Auditor general to review ‘nation building’ fund



    The Cayman Islands Auditor General’s office said Tuesday it plans to review $7.1 million in spending by the ruling government during the past two budget years for ‘nation 
building’ initiatives.  

    The Caymanian Compass has reported those initiatives included $4.1 million given to local churches for various construction and facilities improvement, community programmes and enhancements to church buildings’ capacity as hurricane shelters.  

    Other spending from the nation building fund included $750,000 to redevelop the Pines Retirement Home, $55,000 to refurbish an unidentified private museum, and an undisclosed amount spent on a ‘Premier’s Shield’ award for the senior local spelling bee. In addition, some $380,000 had been spent on a young nation builder’s programme for the benefit of 20 students studying a variety of subjects including music, flight training, human resources, accounts and business and 
criminal justice.  

    “I would anticipate the whole nation building fund is an area that we’ll look at,” Acting Auditor General Garnet Harrison said Tuesday. “[The review] would include the churches and the other funds that were given.”  

    Mr. Harrison said no start date had been set for the review since the auditor’s office had several other projects it was working on and was limited by available resources as are all government departments.  

    “It’s one we would like to get to this year,” Mr. Harrison said.  

    It was unclear whether the review would be performed as a straight ‘value-for money’ audit or a more informal public interest report by the auditor general. Typically, government auditors will issue public interest reports on any significant matters that come to their attention during the course of an audit or otherwise.  

    Premier McKeeva Bush announced that government’s spending on the ‘nation building fund’ during the past two budget years in the Legislative Assembly last week. 

    “To date, we have provided grants of approximately $4.1 million to about 19 churches,” Mr. Bush said, adding that enhancing the churches’ hurricane shelter capabilities, improving community programmes and outreach to young people represented good value for money in Cayman.  

    Mr. Bush did not specify which churches had received the money during the 3 August speech to the Legislative Assembly.  

    Spending revealed  

    Freedom of Information requests made for the specific breakdown of ‘nation building fund’ spending actually identified 18 churches, one outreach ministry program and also the Cayman Islands Ministers Association which had received some cash from the fund between July 2009 and June of this year.  

    According to the government records, about $2.2 million went to six churches in West Bay, a little more than $1 million went to two churches in the Bodden Town and Frank Sound area, about $765,000 went to 10 churches in George Town, and an additional $125,000 was paid to a church outreach ministry.  

    The Cayman Islands Minister’s Association received $30,000 
from the fund.  

    The five churches which received the majority of the government funding over the course of two budget years were the Wesleyan Holiness Church in West Bay ($1.3 million), the Church of God, Bodden Town ($1 million), The Chapel Church of God, West Bay ($350,000), the Seventh-day Adventist Church in West Bay ($275,000), and the All Nation United Pentecostal Church in George Town ($175,000).  
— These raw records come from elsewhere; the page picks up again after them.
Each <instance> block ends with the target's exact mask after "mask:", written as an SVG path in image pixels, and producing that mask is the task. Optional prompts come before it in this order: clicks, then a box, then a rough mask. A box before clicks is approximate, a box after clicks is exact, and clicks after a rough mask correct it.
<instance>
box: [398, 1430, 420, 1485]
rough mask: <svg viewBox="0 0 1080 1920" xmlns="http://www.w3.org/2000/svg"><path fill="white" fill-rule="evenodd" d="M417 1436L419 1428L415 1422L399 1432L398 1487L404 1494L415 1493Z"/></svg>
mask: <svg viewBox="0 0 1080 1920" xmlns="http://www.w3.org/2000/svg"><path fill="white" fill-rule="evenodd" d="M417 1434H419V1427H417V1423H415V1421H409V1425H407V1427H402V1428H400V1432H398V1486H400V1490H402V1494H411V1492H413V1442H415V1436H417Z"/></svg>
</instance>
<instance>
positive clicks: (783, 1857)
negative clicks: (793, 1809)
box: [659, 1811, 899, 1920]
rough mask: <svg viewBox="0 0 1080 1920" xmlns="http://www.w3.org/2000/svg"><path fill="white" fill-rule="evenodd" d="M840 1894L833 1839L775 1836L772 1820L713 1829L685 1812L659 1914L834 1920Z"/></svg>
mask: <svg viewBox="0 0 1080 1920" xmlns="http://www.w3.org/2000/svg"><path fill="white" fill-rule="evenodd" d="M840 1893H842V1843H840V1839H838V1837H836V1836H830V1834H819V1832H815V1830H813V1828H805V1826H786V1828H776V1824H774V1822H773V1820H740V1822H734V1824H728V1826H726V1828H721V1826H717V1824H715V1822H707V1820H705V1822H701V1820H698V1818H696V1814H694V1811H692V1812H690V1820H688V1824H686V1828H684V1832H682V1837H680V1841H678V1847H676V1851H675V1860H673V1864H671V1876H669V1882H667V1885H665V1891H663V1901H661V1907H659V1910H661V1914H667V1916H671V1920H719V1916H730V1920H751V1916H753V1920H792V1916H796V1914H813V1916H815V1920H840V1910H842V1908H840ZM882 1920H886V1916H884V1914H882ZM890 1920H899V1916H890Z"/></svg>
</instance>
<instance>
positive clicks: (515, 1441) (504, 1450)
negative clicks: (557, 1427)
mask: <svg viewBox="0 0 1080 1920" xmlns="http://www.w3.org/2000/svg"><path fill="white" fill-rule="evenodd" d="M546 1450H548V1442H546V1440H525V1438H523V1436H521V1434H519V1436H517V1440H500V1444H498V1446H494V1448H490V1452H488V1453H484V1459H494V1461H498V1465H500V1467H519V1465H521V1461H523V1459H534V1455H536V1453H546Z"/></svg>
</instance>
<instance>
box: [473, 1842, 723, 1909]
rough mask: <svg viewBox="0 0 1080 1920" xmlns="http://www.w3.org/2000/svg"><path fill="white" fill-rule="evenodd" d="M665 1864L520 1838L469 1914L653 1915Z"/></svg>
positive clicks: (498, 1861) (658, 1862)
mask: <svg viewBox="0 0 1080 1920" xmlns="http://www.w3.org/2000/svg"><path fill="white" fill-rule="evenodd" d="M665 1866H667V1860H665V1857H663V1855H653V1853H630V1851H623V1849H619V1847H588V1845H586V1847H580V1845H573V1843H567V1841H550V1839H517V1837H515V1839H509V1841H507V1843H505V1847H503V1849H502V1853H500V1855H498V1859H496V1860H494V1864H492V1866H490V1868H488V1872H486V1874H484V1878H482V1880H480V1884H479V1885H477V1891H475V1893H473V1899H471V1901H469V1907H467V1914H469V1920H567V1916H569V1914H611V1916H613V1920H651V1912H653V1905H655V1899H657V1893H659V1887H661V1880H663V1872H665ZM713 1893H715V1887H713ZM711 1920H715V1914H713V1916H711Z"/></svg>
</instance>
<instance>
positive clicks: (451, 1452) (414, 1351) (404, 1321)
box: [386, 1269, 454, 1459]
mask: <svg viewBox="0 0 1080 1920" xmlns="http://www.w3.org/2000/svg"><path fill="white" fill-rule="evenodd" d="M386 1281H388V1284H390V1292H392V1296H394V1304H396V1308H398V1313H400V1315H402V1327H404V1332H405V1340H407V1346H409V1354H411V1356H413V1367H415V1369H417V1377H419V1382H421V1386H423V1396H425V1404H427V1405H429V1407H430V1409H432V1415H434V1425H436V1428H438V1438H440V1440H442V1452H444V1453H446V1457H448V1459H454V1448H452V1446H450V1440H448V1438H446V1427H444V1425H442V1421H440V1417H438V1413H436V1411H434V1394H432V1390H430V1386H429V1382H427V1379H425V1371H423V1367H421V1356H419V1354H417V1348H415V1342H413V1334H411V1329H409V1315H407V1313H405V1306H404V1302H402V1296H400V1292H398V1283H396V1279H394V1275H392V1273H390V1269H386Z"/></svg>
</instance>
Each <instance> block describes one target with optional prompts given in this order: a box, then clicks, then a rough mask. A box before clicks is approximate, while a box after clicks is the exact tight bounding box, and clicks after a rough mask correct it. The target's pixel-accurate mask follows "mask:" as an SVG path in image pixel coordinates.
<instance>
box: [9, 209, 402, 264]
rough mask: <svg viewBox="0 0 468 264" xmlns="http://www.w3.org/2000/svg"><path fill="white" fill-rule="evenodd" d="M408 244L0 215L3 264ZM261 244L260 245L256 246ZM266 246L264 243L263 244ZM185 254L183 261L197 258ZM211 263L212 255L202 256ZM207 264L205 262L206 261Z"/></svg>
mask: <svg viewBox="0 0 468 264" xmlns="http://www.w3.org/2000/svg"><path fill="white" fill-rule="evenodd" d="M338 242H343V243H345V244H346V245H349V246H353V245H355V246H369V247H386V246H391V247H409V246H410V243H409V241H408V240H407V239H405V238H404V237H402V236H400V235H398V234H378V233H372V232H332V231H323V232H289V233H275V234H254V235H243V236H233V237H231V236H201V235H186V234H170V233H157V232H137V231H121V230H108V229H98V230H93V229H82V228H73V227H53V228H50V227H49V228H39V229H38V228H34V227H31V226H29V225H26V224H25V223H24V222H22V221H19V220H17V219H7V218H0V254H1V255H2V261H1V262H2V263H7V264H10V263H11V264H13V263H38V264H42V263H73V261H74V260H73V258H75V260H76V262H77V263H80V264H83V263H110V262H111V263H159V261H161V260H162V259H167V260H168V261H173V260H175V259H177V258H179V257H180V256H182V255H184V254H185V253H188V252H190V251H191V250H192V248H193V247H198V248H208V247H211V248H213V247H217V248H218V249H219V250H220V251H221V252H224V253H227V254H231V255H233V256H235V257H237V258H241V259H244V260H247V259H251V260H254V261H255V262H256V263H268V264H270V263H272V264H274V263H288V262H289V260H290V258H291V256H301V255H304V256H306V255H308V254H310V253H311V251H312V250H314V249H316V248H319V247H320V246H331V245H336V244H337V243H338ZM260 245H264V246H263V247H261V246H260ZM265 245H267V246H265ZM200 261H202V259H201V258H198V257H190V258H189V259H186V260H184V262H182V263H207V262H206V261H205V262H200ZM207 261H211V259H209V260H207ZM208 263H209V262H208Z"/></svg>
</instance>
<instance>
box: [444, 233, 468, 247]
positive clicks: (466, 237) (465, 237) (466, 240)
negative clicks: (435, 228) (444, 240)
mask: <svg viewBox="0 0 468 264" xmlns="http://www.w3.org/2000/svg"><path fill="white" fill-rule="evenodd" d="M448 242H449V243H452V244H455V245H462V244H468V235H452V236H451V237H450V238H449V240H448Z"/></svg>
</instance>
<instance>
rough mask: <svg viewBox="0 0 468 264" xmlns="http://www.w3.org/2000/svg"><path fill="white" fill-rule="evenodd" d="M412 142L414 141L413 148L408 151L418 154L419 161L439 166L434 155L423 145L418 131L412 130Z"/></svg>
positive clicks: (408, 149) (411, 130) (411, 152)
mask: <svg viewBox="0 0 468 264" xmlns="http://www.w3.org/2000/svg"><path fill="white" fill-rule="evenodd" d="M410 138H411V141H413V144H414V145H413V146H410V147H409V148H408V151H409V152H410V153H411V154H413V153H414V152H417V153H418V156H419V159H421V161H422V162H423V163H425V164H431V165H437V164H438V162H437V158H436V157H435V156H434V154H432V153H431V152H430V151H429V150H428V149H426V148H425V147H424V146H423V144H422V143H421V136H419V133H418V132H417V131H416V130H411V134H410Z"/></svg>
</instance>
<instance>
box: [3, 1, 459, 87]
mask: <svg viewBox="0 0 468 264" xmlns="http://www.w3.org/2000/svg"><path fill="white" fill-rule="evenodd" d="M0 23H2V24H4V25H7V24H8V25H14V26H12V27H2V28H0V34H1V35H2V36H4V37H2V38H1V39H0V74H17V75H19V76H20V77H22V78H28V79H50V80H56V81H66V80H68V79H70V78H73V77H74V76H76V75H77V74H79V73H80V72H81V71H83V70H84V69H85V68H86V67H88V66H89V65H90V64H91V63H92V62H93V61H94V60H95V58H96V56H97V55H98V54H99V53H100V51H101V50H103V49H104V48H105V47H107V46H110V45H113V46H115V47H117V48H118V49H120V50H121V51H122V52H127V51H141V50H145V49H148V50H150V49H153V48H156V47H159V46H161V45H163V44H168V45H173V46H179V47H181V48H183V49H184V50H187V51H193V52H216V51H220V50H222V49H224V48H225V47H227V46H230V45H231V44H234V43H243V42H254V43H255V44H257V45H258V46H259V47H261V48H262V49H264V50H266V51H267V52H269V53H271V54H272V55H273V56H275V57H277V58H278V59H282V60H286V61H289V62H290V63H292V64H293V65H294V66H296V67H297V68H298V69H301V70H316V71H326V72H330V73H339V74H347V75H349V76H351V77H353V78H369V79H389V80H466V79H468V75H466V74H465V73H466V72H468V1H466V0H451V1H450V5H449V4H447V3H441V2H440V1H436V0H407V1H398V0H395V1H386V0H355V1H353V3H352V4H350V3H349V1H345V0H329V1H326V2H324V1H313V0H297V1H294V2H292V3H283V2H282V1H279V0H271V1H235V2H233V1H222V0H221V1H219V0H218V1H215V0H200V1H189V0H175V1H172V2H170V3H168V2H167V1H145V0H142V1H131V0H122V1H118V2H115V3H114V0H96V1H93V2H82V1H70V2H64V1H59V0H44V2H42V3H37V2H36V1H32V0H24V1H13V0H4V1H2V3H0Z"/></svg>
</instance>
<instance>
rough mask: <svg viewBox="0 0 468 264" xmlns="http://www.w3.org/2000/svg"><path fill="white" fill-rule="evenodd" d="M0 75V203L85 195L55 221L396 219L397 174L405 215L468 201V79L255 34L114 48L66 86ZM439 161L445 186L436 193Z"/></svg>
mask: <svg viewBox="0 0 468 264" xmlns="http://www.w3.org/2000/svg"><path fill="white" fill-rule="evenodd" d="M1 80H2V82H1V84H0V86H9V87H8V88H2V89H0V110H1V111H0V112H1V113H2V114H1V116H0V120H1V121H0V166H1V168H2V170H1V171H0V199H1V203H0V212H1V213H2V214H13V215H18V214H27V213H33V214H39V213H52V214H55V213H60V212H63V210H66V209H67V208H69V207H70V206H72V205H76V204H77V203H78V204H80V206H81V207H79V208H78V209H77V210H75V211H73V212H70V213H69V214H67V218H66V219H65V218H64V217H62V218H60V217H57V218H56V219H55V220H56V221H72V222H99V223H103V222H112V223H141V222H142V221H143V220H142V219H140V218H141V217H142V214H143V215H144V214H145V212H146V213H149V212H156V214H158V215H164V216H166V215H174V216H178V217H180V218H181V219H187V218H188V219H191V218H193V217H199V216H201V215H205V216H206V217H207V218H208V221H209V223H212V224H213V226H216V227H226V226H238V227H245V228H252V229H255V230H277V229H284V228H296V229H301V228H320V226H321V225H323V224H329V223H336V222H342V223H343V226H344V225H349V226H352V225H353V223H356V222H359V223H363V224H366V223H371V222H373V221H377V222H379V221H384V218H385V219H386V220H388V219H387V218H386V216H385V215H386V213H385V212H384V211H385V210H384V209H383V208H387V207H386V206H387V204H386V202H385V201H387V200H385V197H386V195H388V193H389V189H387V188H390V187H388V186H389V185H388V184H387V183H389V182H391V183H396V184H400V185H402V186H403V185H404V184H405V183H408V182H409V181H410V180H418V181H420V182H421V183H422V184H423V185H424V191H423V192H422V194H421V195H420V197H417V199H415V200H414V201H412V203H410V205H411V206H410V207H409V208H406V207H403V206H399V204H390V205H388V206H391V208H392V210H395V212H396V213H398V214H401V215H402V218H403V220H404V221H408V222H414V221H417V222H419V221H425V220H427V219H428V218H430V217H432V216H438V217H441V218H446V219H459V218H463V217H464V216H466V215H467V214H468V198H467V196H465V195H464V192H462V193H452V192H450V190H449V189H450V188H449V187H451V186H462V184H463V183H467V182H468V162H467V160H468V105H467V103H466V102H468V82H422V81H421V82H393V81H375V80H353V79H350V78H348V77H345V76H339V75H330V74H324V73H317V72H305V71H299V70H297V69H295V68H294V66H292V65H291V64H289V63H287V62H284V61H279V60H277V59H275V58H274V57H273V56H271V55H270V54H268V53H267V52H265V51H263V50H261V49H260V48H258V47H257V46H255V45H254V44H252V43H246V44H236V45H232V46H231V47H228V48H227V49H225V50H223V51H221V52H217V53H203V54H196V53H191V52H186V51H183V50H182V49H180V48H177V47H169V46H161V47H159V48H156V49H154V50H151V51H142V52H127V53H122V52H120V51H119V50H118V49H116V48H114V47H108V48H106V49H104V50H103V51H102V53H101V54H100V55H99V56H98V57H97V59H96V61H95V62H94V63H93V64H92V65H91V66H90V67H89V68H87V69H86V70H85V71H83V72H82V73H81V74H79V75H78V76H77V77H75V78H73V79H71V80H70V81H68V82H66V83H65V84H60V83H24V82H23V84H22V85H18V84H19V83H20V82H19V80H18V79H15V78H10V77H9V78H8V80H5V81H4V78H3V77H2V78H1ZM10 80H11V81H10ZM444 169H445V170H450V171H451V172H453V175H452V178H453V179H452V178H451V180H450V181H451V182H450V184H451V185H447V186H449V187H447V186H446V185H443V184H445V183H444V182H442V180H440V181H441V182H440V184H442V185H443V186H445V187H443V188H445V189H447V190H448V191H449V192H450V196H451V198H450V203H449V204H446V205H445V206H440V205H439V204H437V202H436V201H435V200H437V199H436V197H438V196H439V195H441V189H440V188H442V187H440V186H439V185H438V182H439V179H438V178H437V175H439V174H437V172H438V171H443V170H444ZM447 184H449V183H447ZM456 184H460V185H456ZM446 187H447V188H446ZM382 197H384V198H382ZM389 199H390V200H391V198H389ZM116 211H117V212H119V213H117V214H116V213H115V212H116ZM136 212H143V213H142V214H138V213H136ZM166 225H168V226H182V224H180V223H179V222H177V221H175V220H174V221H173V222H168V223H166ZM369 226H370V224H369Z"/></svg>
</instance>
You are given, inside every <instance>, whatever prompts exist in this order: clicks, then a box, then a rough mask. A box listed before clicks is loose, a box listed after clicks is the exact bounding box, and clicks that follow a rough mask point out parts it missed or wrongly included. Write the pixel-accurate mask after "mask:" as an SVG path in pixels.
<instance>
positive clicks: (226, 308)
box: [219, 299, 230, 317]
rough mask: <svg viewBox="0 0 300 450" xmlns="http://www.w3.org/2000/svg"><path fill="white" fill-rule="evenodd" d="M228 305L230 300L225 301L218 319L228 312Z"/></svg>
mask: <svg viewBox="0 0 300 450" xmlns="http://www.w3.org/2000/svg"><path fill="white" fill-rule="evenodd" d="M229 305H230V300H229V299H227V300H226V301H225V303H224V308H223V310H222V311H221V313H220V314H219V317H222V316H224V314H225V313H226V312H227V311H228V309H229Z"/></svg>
    The funds given to those five churches represents about three-quarters of the $4.16 million given out from the fund over the past two years.  

    According to records, some of the cash was used for land purchases, other funds are for assisting in building or reconstruction efforts and others were simply defined as ‘grants’.  

    Last week, Mr. Bush urged lawmakers to consider “beyond the short-term gains they may make by seeking to heap ridicule on our nation-building efforts”.  

    “Be mindful of where we have come from, and where we might end up, if we’re not careful,” Mr. Bush said. 


    The Wesleyan Holiness Church in West Bay has received $1.3 million from government during the past two budget years. – Photo: Brent Fuller


    1. Be careful becuase the deeper you dig into a rotten piece of fruit, the more rot you will find. Anything that the cowboy has had his hands in smells of rot instantly. And be careful Mr. Auditor General because if you say too much, you will be catching the next flight back to England. There seems to be a pattern developing.I wonder what it is.

    2. Big Mac’s home church Weslyan received the largest amount of money a whopping 1.3 million dollars!

      Bodden town 1 million? Why is it that there are larger churches in George town only receiving 750,000!

      Nothing wrong with helpint the elderly BUT over half of the country’s money went to West Bayers?!

    3. I thought the Auditor General answers to the Governor alone. If so how can Big Mac influence the Governor to get rid of the Auditor General that we really need so much in this critical hour. This would make us really look down on the good governor if he does not provide the kind of job protection for the Auditor General that is so badly needed. He should have a body guard too! I’m sure he’s not one of the big spenders favorite people and the Governor needs to make sure he is well protected so he can do his job properly.